Switch controller needs no external compensation

A National Semiconductor product story
Edited by the Electronicstalk editorial team Oct 3, 2005

National Semiconductor has introduced the industry's first SOT-23 synchronous buck switching controller, the LM1770.

National Semiconductor has introduced the industry's first SOT-23 synchronous buck switching controller, the LM1770.

This efficient controller uses constant-on-time control, making it easy to employ because it does not require external compensation.

The LM1770, packaged in the tiny SOT23-5, provides low-voltage point-of-load regulation from standard 5 and 3.3V rails in space-constrained applications such as set-top boxes, cable modems, digital video recorders and printers.

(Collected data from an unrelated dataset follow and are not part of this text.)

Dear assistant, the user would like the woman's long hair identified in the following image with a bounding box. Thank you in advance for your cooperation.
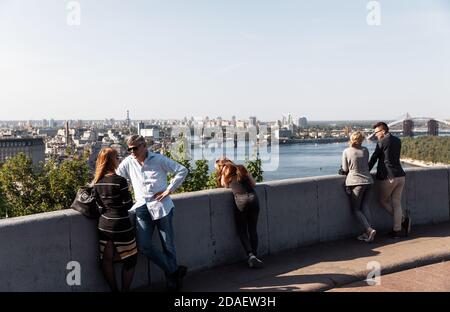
[236,165,255,187]
[221,163,255,188]
[93,147,118,184]
[215,157,233,187]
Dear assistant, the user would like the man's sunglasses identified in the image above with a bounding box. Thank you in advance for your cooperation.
[127,144,143,152]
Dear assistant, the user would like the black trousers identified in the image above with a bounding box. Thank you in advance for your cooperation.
[233,192,260,256]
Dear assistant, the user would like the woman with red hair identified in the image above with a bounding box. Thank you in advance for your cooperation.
[220,162,263,268]
[93,147,137,291]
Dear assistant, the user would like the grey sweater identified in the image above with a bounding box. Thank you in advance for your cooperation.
[341,146,374,186]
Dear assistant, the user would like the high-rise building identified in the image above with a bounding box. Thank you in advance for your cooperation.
[298,117,308,128]
[126,110,131,128]
[65,121,71,144]
[0,138,45,165]
[287,114,293,125]
[249,116,257,127]
[76,120,83,128]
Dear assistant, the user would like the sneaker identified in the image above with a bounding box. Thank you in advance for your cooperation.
[366,229,376,242]
[357,233,369,241]
[389,230,402,239]
[402,216,412,237]
[248,255,264,268]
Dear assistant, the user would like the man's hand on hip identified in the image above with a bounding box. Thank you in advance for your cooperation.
[155,189,171,201]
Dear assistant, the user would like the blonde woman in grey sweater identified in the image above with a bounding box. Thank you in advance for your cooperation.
[342,131,376,242]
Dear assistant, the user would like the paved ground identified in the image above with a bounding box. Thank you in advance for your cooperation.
[329,261,450,292]
[139,222,450,292]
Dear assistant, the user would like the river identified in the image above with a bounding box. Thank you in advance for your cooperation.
[187,140,414,182]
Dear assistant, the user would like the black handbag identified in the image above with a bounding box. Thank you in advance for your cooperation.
[70,185,100,219]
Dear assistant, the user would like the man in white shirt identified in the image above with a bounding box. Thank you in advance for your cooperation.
[117,135,188,291]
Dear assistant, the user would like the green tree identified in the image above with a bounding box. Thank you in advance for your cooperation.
[0,191,12,219]
[0,153,91,218]
[46,158,91,209]
[164,135,212,192]
[401,136,450,164]
[245,156,264,182]
[207,171,219,189]
[0,154,50,217]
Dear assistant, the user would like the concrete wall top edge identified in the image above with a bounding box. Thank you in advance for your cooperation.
[313,174,345,182]
[1,167,448,224]
[404,167,449,173]
[0,209,70,227]
[263,177,317,186]
[171,189,211,199]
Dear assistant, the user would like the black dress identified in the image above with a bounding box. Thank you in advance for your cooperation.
[94,174,137,262]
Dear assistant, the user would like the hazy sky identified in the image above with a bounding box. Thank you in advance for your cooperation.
[1,0,449,121]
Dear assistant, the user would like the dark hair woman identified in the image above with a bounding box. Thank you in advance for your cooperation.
[220,163,264,268]
[93,147,137,292]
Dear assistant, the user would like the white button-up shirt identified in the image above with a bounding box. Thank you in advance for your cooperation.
[116,150,188,220]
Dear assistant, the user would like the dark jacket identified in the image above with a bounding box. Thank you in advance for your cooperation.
[368,133,406,180]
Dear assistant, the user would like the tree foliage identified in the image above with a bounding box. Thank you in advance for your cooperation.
[245,157,264,183]
[0,153,91,218]
[401,136,450,164]
[46,158,91,209]
[163,138,212,193]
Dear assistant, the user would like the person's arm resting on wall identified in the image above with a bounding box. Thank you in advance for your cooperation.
[340,150,349,175]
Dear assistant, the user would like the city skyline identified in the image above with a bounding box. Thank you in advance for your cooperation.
[1,0,450,120]
[0,112,447,124]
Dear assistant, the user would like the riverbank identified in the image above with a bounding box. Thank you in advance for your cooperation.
[401,158,449,168]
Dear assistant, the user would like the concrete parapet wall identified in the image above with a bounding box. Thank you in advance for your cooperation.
[1,167,449,291]
[265,177,319,253]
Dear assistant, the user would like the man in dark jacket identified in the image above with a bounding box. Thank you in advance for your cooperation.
[369,122,411,238]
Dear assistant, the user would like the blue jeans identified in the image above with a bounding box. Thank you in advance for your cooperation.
[135,205,178,275]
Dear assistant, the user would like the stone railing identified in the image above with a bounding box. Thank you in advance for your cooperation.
[0,167,449,291]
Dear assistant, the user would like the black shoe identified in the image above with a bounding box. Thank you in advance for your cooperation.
[176,265,188,291]
[402,216,411,237]
[389,230,402,239]
[166,275,178,292]
[166,266,187,292]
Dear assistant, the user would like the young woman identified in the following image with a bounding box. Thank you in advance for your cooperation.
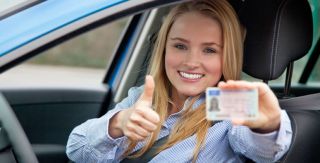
[67,0,292,162]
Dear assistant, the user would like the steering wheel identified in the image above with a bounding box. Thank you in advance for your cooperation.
[0,93,38,163]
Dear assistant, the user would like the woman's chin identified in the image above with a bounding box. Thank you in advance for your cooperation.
[178,88,204,97]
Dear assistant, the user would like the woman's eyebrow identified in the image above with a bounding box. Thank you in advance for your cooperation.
[169,37,222,47]
[203,42,223,48]
[169,37,189,43]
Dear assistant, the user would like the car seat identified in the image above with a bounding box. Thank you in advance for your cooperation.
[230,0,320,162]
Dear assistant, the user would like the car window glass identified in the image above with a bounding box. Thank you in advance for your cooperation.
[0,17,128,86]
[308,0,320,84]
[309,57,320,84]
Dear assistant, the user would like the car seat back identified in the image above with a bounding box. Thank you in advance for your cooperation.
[230,0,320,162]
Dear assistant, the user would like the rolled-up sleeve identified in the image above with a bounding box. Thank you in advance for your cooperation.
[66,86,143,163]
[228,110,292,163]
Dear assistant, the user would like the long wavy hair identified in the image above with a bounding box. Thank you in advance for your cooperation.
[123,0,244,162]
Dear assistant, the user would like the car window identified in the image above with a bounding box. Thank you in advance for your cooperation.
[308,0,320,85]
[0,17,129,86]
[309,55,320,84]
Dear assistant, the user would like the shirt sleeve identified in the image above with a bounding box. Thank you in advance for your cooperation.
[228,110,292,163]
[66,86,143,163]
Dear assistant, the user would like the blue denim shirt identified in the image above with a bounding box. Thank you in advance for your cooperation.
[66,86,292,163]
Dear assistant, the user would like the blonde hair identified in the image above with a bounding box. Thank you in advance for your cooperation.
[123,0,244,162]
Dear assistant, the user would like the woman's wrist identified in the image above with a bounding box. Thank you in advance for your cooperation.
[253,114,281,133]
[108,110,125,138]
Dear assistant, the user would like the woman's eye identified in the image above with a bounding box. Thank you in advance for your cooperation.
[203,48,216,54]
[174,44,187,50]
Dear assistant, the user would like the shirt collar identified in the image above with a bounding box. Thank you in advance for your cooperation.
[176,92,206,114]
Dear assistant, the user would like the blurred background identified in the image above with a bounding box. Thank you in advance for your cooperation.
[28,18,127,69]
[0,17,128,86]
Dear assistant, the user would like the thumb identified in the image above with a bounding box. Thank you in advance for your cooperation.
[140,75,155,103]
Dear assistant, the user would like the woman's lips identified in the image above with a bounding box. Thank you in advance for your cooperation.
[178,71,204,80]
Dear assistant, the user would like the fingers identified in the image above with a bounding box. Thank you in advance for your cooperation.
[130,108,159,131]
[231,118,246,126]
[123,108,159,141]
[120,75,160,141]
[218,80,270,97]
[231,118,258,128]
[134,104,160,124]
[124,122,151,141]
[124,131,145,141]
[137,75,159,123]
[221,80,281,132]
[139,75,155,104]
[218,80,255,90]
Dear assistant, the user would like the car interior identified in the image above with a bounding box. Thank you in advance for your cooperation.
[231,0,320,162]
[120,0,320,162]
[0,0,319,162]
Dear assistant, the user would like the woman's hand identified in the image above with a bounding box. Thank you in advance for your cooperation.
[109,75,160,141]
[218,80,281,133]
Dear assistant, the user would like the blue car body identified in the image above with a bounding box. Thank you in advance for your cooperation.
[0,0,127,57]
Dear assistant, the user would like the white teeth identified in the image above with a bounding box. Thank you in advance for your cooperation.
[179,71,203,79]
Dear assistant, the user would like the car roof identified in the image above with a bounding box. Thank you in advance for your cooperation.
[0,0,126,57]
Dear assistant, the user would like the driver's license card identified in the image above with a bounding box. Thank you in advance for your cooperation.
[206,87,258,120]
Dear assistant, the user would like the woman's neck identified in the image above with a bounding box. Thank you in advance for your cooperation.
[169,88,188,115]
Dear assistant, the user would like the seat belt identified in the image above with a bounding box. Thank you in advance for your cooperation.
[120,136,169,163]
[121,93,320,163]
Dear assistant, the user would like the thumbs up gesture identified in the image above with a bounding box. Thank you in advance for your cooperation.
[112,75,160,141]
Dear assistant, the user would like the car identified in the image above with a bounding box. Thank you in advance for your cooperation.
[0,0,319,162]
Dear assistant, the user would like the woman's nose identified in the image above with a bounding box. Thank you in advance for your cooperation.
[183,50,200,68]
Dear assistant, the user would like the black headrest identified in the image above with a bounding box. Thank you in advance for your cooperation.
[230,0,313,80]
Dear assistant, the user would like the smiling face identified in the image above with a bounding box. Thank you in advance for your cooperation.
[165,11,223,100]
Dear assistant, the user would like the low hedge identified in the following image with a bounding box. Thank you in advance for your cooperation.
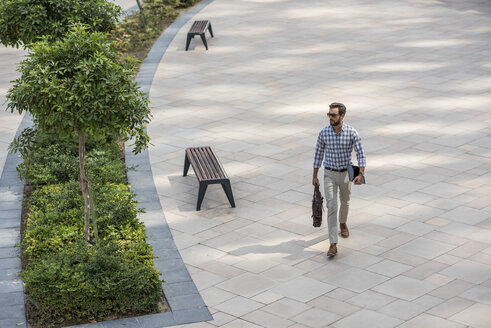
[17,132,163,326]
[15,133,127,187]
[23,181,144,260]
[21,239,162,323]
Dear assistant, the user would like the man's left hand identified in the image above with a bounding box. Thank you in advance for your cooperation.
[353,175,363,185]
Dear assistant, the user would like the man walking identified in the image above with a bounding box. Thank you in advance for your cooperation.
[312,102,366,257]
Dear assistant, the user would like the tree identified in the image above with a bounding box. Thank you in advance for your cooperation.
[7,24,151,243]
[0,0,121,47]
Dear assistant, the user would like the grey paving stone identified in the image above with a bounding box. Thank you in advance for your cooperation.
[262,297,312,319]
[160,267,193,284]
[373,276,438,301]
[162,281,200,298]
[147,237,179,251]
[366,259,413,278]
[379,299,426,321]
[0,318,27,328]
[449,303,491,328]
[337,251,383,269]
[426,297,475,319]
[429,279,475,299]
[395,237,456,260]
[172,307,213,325]
[397,313,465,328]
[135,312,175,328]
[241,309,295,328]
[0,303,25,320]
[460,285,491,305]
[441,206,490,225]
[292,307,341,328]
[403,261,448,280]
[101,318,142,328]
[332,309,402,328]
[396,221,436,236]
[271,276,336,302]
[439,259,491,284]
[153,257,185,275]
[0,212,21,228]
[0,291,24,307]
[216,272,277,298]
[167,293,207,311]
[308,296,360,317]
[346,290,395,310]
[326,268,389,294]
[0,278,23,293]
[213,296,262,317]
[413,294,446,309]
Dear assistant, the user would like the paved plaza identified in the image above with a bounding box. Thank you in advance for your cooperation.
[1,0,491,327]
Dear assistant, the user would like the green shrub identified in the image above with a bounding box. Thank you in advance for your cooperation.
[95,183,144,232]
[111,0,179,51]
[20,239,162,325]
[14,133,126,187]
[179,0,200,7]
[23,181,145,260]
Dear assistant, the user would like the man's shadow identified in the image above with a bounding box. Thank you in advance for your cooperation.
[229,235,328,261]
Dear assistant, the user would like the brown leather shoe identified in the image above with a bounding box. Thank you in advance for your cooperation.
[340,223,349,238]
[327,243,337,257]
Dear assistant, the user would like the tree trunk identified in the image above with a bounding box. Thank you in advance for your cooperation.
[136,0,147,27]
[78,131,91,243]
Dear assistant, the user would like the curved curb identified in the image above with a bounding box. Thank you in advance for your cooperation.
[0,113,31,328]
[123,0,216,327]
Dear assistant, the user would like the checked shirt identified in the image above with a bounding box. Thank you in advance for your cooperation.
[313,124,366,170]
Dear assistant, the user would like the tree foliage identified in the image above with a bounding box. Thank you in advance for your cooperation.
[0,0,121,47]
[7,24,151,153]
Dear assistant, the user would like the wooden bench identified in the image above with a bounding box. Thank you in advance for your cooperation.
[186,20,214,51]
[183,146,235,211]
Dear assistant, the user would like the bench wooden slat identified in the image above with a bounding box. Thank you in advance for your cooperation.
[200,147,219,180]
[187,148,204,181]
[194,147,216,180]
[206,147,227,178]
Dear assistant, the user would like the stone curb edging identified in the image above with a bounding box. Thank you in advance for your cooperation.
[0,1,214,327]
[0,114,32,328]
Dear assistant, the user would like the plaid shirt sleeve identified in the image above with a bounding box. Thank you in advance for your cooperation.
[353,129,366,167]
[313,130,326,168]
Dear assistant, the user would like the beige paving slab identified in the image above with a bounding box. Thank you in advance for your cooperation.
[147,0,491,327]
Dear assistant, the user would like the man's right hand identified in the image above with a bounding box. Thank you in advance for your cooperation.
[312,177,320,186]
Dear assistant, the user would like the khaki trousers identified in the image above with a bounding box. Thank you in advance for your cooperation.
[324,169,351,244]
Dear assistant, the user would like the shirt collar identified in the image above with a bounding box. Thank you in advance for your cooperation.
[327,123,345,133]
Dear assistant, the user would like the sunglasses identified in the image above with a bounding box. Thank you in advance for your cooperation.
[327,113,339,118]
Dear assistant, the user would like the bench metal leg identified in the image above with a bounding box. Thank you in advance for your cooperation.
[183,154,191,176]
[199,33,208,50]
[208,23,214,38]
[197,183,208,211]
[221,180,236,208]
[185,34,193,51]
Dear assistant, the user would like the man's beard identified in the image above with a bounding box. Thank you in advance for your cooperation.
[330,118,341,126]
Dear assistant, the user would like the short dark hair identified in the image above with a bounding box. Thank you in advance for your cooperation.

This versatile solution also replaces switching regulators and LDOs in enterprise server and point-of-sale applications where efficiency is crucial.

"With the LM1770, National Semiconductor continues to set the standard in power management with products that offer benchmark performance and are easy to use, accelerating the customer's time to market", said Werner Berns, Product Marketing and Applications Manager Power Management Europe at National Semiconductor.

"The LM1770 allows designers to solve point-of-load regulation issues with a small-footprint solution which reduces power consumption and eliminates compensation components".

Available now, the LM1770 is priced at US $0.95 in 1000-unit quantities.